My Hardest Bug - ttsiodras
http://www.peterlundgren.com/blog/my-hardest-bug/
======
daly
IBM OS gets loaded into memory which the hardware marked as "read-only".
However, a bad bit in the memory caused a change which caused the hardware to
mark the page as "dirty" so it got paged out with the failed bit copied into
the disk image... The OS took "core dumps", leaving a pile of paper with a
binary printout of all 16Mbytes of memory at my door, because core dumps
automatically printed. Paper piles every day. It was a long week.

PL/I had a language feature to copy-by-name from one record to another record.
However, it didn't work as advertised and the only way to find it was from
core dumps. A grant-funded project was failing.

The IBM 370 wouldn't boot up for 3 days. It turned out that the 3270 display
controllers on channel 0 were causing a fault at power-up (found only after we
flew in one of the designers). It turned out that the hardware maintenance
guys were swapping boards between the dozens of controllers but the
controllers were at different levels of "yellow wire patches" so they were not
compatible. So 72 programmers (who shared the machine) did nothing for 3 days.

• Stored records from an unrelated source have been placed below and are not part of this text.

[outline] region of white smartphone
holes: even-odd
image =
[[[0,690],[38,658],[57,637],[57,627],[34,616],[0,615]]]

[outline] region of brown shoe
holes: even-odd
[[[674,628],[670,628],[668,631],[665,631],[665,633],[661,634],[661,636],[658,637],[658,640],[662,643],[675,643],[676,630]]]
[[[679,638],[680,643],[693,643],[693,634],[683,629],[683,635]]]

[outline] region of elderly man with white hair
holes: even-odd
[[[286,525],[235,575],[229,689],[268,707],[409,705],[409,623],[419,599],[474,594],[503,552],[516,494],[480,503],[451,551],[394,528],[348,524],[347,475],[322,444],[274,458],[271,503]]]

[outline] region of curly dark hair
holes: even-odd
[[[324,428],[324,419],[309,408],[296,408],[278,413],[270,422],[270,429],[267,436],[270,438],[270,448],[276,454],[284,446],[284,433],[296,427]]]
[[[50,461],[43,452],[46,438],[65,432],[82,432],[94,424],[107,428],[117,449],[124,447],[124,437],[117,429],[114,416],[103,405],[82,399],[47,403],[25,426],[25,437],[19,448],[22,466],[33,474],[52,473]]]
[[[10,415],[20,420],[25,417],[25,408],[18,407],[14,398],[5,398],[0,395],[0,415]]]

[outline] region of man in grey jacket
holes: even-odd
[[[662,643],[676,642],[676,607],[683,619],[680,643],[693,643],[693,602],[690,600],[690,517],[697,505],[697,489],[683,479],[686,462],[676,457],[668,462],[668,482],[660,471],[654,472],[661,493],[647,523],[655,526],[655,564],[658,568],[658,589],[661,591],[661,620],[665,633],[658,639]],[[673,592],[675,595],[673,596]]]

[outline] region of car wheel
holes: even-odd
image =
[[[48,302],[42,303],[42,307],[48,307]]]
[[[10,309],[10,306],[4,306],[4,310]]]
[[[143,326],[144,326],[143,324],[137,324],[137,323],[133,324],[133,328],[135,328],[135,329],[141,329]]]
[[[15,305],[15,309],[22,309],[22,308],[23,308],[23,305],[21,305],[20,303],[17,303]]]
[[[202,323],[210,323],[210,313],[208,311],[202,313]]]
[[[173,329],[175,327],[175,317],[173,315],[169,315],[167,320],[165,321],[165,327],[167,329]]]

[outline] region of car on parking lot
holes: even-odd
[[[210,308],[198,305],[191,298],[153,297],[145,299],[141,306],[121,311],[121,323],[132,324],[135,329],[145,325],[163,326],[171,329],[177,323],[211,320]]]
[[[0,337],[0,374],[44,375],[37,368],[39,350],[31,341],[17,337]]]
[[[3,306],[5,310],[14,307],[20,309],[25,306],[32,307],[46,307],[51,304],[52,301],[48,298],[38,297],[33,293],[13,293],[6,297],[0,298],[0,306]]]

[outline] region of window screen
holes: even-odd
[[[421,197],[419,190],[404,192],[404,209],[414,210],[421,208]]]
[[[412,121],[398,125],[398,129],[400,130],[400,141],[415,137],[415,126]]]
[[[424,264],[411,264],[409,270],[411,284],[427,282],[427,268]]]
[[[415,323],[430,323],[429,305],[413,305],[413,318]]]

Back in the 1970s I hooked a Unimate robot to a PDP 11/03 which caused the PDP
to freeze. Turns out there was a "ground loop" (electrical fault) that caused
the PDP backplane to carry 440V rather than 5V. It takes a long time to decide
to check voltage levels on a backplane.

Our Robot control board required a "useless read" to initialize the board. The
data was garbage so the result was ignored. All following reads were valid.
But it didn't work. The hardware guy swore we were not doing the initialize
read. I showed him the code. We finally put a scope on the wires to settle it.
The software was NOT doing the initial read, despite what the code said. Turns
out the new Bliss optimizing compiler decided it could remove the read because
the result was never used.

My paper tape failed to load from the TTY just before we were going to demo
for our major customer. Turns out the memory address control chip died.
Fortunately Radio Shack had the chip and a de-soldering gun so we replaced the
chip and it worked.

There were SO many more... Except for the last one, they cost me several days
of "being in the hot seat".

A subtle bug can ruin your whole day.